Indonesia: Inflation slips below expectations but BI likely to retain hawkish tilt
November inflation slipped to 5.4% year-on-year, slightly below market expectations
5.4% |
November headline inflation(year-on-year) |
Lower than expected |
Headline inflation dips to 5.4%
November inflation edged lower to 5.4% year-on-year, down from the previous month’s reading of 5.7% and slightly slower than market expectations. Meanwhile, core inflation was steady at 3.3% when market participants expected a slight pickup to 3.4%. Slower inflation was noted for the heavyweight food and tobacco subsector, which was up 5.9% (6.8% previous), utilities 3.2% (3.3% previous), household equipment 5.0% (5.1% previous) and restaurants 4.6% (4.7% previous).
We had expected price pressures to experience a more pronounced acceleration due to second-round effects from the recent price hike for subsidised fuel but the dip in food prices was enough to weigh on the headline number.
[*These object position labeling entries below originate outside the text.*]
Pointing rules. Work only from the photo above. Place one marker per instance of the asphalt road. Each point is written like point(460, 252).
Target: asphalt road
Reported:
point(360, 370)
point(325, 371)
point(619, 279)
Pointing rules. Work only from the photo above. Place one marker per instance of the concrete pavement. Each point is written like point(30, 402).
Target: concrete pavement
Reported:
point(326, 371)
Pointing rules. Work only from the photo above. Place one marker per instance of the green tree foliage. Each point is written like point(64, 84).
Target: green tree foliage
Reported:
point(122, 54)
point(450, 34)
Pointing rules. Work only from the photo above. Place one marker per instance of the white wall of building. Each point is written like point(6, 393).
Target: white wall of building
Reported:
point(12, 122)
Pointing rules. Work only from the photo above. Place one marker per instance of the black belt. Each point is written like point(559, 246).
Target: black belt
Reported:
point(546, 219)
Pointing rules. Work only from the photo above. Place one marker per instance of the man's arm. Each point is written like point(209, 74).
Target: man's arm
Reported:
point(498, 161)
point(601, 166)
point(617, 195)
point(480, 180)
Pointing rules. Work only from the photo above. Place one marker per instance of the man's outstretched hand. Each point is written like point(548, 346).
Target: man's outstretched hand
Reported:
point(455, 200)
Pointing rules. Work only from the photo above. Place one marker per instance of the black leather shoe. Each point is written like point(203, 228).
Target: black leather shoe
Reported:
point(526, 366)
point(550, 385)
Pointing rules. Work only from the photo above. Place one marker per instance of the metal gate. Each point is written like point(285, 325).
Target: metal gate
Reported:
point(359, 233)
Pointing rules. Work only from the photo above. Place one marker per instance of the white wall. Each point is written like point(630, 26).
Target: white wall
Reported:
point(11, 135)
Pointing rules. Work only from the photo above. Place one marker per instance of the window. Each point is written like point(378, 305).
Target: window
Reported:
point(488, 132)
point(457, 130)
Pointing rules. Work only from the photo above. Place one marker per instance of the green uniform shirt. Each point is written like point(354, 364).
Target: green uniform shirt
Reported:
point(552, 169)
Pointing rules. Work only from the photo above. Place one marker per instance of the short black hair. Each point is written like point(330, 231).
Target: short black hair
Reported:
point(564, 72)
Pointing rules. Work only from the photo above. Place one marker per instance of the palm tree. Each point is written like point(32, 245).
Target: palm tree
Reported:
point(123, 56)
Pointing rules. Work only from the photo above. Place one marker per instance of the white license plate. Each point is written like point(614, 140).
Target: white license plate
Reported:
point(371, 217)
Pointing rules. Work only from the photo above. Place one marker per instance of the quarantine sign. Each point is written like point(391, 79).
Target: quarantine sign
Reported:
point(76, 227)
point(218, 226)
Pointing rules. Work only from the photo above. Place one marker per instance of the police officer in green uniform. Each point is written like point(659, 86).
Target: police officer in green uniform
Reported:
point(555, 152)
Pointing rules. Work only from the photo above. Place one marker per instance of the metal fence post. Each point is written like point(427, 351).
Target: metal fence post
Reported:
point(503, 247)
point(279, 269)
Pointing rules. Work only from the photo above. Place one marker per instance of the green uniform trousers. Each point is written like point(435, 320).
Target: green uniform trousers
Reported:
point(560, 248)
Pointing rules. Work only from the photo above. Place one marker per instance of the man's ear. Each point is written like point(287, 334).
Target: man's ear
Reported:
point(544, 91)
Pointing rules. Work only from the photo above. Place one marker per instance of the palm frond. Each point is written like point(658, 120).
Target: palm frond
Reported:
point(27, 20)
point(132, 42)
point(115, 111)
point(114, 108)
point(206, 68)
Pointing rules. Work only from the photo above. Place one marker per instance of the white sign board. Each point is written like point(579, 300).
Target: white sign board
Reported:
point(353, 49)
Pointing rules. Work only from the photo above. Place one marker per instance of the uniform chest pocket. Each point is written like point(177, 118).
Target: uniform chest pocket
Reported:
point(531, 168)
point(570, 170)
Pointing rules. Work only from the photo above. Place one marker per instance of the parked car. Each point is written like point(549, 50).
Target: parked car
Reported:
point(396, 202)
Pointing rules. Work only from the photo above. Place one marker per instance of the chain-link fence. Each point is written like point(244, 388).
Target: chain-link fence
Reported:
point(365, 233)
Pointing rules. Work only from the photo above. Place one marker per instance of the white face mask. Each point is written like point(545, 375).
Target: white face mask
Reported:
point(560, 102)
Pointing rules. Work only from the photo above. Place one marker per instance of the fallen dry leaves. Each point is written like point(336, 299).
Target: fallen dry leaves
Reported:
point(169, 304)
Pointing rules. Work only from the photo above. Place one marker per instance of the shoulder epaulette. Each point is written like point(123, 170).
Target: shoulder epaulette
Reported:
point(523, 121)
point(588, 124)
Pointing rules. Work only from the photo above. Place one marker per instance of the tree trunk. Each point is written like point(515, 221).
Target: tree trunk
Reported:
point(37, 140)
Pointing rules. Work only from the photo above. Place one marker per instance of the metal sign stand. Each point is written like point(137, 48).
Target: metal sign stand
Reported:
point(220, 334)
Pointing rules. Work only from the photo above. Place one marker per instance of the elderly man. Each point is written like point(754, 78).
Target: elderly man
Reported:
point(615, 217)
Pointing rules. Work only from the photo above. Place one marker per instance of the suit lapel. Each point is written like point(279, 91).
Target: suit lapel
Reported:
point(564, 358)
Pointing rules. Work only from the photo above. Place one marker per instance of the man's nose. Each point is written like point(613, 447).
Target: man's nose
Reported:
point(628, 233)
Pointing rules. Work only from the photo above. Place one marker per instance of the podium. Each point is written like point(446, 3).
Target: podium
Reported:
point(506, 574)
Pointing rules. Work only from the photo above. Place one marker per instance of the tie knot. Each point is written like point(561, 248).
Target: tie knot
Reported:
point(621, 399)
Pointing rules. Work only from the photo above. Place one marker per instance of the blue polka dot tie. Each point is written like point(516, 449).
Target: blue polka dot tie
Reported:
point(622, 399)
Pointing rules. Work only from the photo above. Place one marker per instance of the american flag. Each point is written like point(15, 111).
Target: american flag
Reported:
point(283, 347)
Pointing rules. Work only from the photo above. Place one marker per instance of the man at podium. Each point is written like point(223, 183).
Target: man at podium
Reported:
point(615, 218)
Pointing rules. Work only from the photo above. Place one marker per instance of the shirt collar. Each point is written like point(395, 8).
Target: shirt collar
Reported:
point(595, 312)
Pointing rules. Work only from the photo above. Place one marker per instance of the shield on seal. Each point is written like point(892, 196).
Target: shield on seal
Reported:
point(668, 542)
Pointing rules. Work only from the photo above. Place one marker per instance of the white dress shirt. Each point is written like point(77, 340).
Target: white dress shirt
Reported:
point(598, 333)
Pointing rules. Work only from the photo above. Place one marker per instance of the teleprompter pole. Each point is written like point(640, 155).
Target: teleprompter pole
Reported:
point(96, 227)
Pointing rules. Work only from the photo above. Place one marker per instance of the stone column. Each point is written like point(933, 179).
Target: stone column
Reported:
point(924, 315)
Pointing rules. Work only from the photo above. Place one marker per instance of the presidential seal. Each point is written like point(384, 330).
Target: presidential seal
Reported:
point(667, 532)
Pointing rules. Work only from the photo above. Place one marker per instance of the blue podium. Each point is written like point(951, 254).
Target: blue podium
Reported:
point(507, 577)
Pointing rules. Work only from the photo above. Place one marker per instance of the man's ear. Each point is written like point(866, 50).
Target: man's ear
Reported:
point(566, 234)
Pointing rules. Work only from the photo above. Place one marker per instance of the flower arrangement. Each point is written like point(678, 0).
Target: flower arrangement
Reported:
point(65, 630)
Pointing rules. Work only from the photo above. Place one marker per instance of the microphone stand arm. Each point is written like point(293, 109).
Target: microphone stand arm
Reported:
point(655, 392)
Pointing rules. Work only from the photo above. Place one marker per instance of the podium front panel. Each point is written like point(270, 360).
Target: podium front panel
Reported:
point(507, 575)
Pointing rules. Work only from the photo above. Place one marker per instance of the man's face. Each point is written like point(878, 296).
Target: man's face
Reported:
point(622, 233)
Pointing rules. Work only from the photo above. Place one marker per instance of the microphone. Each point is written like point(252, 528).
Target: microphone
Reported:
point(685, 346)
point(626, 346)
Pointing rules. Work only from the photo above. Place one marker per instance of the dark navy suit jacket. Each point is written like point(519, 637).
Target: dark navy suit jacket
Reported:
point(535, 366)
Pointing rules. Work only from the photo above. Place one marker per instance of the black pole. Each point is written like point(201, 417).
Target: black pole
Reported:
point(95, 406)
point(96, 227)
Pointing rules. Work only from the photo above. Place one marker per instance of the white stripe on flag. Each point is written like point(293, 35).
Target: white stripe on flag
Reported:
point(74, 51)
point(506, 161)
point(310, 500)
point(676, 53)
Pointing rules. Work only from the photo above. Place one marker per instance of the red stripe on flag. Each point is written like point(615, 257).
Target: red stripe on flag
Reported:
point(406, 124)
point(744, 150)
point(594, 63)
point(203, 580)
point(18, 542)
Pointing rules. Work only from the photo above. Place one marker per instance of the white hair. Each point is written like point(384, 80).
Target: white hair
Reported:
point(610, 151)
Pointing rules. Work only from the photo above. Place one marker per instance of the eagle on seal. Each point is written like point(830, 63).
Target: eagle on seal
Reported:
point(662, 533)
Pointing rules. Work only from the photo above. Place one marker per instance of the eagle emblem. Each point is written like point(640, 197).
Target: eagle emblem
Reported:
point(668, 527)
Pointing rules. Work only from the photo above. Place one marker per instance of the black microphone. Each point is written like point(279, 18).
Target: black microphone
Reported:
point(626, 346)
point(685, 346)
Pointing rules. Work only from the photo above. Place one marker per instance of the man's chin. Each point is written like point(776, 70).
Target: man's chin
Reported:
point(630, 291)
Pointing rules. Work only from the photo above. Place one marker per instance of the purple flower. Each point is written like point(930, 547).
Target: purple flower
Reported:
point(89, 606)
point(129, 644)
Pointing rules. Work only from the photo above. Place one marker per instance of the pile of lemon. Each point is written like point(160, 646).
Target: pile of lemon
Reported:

Indonesia inflation slips below expectations but don't expect BI to pause just yet
BI likely still hawkish to close out the year
Bank Indonesia (BI) will still likely retain its hawkish leaning despite the lower-than-expected inflation reading for November. Core inflation was tagged as one of the main factors that would drive any BI policy adjustment and we will need to see this head much lower before BI considers reversing its current hawkish stance.
One other factor that could keep BI on the hiking path would be the Indonesian rupiah, which is still down 8.8% for the year and at the weakest level since 1Q 2020. We expect BI to follow through with a rate hike in December although we could see BI slow its pace of tightening as early as next year.